If I didn't have a few carboys; I'd probably use them. They're lighter, cheaper,won't break as easily. Though being plastic, they also flex with all the problems that brings, harder to clean and get the smell out of, and easier to scratch. I'm sure the better bottle is "better" in all respects, probably a little stiffer. One piece of advice from someone that actually uses them is to keep them in a milk crate when filled, in order to move them around


----------



## Rocky_Top (Aug 23, 2010)

I useda water bottle on my very first wine. I still have 6 bottles of 3 year old plastic cranberry wine.

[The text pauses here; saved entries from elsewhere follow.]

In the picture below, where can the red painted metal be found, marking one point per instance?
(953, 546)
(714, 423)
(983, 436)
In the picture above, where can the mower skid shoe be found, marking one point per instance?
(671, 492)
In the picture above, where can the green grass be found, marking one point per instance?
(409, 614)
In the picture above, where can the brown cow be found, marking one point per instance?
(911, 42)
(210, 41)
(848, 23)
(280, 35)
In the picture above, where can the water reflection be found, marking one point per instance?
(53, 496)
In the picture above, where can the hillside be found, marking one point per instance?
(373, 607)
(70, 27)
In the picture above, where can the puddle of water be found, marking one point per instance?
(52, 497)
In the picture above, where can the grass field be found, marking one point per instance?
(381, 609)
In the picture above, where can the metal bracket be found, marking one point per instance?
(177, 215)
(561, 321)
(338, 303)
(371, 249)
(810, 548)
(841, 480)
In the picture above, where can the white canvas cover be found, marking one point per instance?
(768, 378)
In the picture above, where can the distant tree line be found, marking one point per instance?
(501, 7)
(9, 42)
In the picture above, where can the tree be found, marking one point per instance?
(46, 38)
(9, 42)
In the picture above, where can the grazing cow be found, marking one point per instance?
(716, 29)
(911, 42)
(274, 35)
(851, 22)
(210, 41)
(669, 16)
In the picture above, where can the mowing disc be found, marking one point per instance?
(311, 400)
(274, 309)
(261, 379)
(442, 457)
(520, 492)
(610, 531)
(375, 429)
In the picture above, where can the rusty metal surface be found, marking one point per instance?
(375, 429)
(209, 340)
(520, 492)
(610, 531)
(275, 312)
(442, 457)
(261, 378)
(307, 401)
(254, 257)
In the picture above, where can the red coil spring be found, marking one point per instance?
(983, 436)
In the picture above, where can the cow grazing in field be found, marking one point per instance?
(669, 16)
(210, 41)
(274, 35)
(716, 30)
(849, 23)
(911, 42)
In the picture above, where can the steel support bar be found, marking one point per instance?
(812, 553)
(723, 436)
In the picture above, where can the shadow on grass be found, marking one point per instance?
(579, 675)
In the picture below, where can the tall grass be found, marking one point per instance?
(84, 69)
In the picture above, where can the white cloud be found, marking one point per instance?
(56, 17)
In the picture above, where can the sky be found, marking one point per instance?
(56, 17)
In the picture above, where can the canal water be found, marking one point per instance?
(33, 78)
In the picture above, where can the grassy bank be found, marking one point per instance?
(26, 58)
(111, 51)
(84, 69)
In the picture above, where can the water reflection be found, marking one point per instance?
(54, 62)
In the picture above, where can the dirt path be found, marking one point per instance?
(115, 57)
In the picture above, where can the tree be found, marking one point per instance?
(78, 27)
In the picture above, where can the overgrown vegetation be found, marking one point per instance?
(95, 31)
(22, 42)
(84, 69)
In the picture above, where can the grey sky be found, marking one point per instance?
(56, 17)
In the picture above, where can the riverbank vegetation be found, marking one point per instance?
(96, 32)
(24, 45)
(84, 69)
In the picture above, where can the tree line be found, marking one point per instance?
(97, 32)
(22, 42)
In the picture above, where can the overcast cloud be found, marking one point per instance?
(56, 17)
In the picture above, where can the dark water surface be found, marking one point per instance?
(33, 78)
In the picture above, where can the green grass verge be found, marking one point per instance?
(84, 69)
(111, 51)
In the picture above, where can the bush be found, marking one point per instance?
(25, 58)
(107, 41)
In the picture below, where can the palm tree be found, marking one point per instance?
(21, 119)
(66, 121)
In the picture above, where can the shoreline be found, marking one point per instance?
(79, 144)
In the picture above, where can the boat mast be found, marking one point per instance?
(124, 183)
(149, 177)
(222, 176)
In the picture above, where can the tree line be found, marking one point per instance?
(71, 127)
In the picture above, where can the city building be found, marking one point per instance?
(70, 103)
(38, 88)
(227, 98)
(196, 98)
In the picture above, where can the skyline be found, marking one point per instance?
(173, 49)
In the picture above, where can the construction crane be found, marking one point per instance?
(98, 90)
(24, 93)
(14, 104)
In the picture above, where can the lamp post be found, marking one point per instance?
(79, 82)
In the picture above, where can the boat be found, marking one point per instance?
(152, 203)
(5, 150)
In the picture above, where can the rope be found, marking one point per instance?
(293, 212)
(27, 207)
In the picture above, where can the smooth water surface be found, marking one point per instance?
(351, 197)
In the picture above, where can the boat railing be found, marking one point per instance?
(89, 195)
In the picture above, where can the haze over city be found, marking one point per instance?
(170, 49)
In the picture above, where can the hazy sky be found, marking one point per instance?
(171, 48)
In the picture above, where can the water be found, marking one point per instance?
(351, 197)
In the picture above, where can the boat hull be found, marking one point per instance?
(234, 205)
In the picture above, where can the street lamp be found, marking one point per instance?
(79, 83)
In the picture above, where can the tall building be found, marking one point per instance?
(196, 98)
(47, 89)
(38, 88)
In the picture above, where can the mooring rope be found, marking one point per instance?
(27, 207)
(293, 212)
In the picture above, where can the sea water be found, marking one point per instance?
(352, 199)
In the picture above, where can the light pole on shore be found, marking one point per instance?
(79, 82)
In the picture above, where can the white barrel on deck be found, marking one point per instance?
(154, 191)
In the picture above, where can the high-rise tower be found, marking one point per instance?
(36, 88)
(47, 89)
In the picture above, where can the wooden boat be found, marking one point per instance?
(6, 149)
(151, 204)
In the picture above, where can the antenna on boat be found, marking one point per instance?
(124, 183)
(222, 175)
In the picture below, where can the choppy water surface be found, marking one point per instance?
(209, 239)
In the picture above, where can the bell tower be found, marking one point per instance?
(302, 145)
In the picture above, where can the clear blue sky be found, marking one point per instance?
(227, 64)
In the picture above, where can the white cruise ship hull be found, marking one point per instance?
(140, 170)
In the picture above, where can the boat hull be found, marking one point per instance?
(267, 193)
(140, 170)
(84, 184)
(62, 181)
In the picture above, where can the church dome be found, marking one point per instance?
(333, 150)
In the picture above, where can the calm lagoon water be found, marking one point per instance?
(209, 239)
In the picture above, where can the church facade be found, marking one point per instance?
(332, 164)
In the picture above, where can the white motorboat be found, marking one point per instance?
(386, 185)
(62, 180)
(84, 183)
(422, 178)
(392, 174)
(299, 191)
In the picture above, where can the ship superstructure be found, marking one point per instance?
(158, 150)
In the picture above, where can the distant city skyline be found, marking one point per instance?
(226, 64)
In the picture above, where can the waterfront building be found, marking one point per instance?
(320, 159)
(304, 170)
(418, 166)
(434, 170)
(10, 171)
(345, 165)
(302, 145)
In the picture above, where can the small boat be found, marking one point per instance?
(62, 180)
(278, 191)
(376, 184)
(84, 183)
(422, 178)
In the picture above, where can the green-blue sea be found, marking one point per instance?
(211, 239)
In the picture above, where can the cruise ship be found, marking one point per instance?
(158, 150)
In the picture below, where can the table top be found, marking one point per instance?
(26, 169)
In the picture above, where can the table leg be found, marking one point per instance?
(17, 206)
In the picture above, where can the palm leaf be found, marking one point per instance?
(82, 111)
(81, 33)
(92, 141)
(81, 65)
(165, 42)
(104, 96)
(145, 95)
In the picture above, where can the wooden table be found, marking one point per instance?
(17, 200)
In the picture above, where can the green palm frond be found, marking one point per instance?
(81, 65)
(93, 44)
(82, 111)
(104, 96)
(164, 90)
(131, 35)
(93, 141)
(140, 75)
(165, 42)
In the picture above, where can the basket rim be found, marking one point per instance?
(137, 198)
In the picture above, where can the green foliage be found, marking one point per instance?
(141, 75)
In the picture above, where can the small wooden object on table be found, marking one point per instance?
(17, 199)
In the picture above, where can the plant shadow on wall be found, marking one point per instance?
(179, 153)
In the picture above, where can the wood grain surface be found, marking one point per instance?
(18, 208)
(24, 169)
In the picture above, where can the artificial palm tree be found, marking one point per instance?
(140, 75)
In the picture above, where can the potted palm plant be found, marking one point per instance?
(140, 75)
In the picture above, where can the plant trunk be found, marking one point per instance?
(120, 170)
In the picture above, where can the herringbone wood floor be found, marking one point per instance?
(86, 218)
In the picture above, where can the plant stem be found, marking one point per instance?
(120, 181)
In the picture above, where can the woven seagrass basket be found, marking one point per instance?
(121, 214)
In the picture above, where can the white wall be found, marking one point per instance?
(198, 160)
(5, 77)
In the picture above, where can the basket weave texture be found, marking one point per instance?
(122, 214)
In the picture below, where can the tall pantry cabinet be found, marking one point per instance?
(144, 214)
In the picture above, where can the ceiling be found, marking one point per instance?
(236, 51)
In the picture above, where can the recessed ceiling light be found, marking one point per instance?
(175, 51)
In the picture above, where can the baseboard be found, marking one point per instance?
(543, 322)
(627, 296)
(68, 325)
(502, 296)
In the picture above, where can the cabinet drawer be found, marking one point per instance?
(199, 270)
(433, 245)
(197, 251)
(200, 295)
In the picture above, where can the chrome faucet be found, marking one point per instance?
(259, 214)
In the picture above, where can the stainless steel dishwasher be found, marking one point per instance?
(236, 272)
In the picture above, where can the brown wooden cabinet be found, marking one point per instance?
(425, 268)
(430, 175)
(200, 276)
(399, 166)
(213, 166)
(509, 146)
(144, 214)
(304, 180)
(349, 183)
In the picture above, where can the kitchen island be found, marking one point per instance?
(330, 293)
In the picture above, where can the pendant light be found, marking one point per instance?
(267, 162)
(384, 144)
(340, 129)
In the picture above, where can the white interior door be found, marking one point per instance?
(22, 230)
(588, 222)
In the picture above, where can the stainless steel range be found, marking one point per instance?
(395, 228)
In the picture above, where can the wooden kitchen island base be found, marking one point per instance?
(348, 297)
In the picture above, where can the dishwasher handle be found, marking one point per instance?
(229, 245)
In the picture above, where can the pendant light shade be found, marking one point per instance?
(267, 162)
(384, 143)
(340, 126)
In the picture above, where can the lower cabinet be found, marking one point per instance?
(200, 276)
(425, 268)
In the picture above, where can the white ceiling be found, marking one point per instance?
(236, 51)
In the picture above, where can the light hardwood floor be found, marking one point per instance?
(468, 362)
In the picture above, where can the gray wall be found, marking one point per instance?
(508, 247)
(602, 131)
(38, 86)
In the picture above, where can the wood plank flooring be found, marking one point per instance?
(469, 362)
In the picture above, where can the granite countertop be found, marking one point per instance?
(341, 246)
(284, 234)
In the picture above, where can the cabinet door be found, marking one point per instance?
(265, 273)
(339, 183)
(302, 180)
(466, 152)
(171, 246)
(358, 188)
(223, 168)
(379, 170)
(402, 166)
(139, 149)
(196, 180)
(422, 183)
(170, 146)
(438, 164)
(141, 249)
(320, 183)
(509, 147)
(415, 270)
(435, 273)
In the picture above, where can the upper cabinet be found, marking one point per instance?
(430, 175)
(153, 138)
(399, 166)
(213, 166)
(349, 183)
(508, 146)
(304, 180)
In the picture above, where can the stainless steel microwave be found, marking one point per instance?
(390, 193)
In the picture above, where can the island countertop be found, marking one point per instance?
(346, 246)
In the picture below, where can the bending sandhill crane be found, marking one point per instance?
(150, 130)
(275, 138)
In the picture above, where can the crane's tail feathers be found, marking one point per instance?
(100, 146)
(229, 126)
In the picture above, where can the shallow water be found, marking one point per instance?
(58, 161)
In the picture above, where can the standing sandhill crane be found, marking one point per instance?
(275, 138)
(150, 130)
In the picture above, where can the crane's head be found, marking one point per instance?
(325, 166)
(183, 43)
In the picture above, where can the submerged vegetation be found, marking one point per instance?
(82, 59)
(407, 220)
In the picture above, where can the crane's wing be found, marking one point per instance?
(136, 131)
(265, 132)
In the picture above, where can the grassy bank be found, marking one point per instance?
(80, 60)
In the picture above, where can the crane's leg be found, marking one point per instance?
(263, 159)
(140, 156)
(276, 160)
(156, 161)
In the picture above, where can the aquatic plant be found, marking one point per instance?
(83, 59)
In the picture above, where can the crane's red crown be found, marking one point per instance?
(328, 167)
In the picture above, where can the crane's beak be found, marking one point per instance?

I did learn that I do not want a better bottle. Every time I moved the thing it sucked the vodka out of the airlock. And I learned that if you use a better bottle you better use vodka. And I learned that vodka evaporates fast. I still have a lot to learn about glass and plan to keep it that way.


----------



## Lucky Al (Aug 30, 2010)

I think they work great for transporting fresh Apple juice or grape juice to make wine with. I have a few 5 gal water bottles that I fill when buying the juice &amp; seal them with plastic wrap. There is less of a chance of it spilling. I agree with the others as not to use them in place of a glass carboy but just as a temporary device to hold the juice. I have also picked up 3 gal food grade buckets at the local bakery that contained icing. They also work nice for transporting juice.

Al


----------



## rascalrider (Aug 30, 2010)

yes the better bottle does have some flex but for some of us older folks the lite weight is worth it. I have a nylon harness to lift them and a 2 wheeler, like you would use for luggage, that reduces that problem


----------



## Runningwolf (Aug 30, 2010)

rascalrider said:


> yes the better bottle does have some flex but for some of us older folks the lite weight is worth it. I have a nylon harness to lift them and a 2 wheeler, like you would use for luggage, that reduces that problem





I personally do not like them due to the issues of moving them and not being able to vacuum rack with them. I do like the fact the weigh less and are non breakable. So if I was going to use them I would make sure I had enough plastic milk crates to keep them in for moving them around. I wonder if the plastic breaks down after time?


----------



## ffemt128 (Aug 30, 2010)

I have 2 of them and I can attest to the flex. However, if I am movingthe BB, it is likely torack the wine anyway so I remove the airlockprior to doing so. As of now,I have not had any problems as of yet. (I've only had them 4 months though). I picked them up for $20.00 with bung and airlock. Next purchase will be more glass unless I can't get them at a reasonable price. I originally purchased the BB because the place I purchased them was out of glass.


----------



## Rocky_Top (Aug 30, 2010)

I would use a water bottle to transport juice.I would even use one to make wine in to see if I wanted to get into the wine making hobby ( I did )I would not use the same one twice and I would not bulk age in it.
I think that the better bottles are great!!! Just not better




unless they are talking about better thana water bottle. I will have to admit that they have a few neat attachments.


----------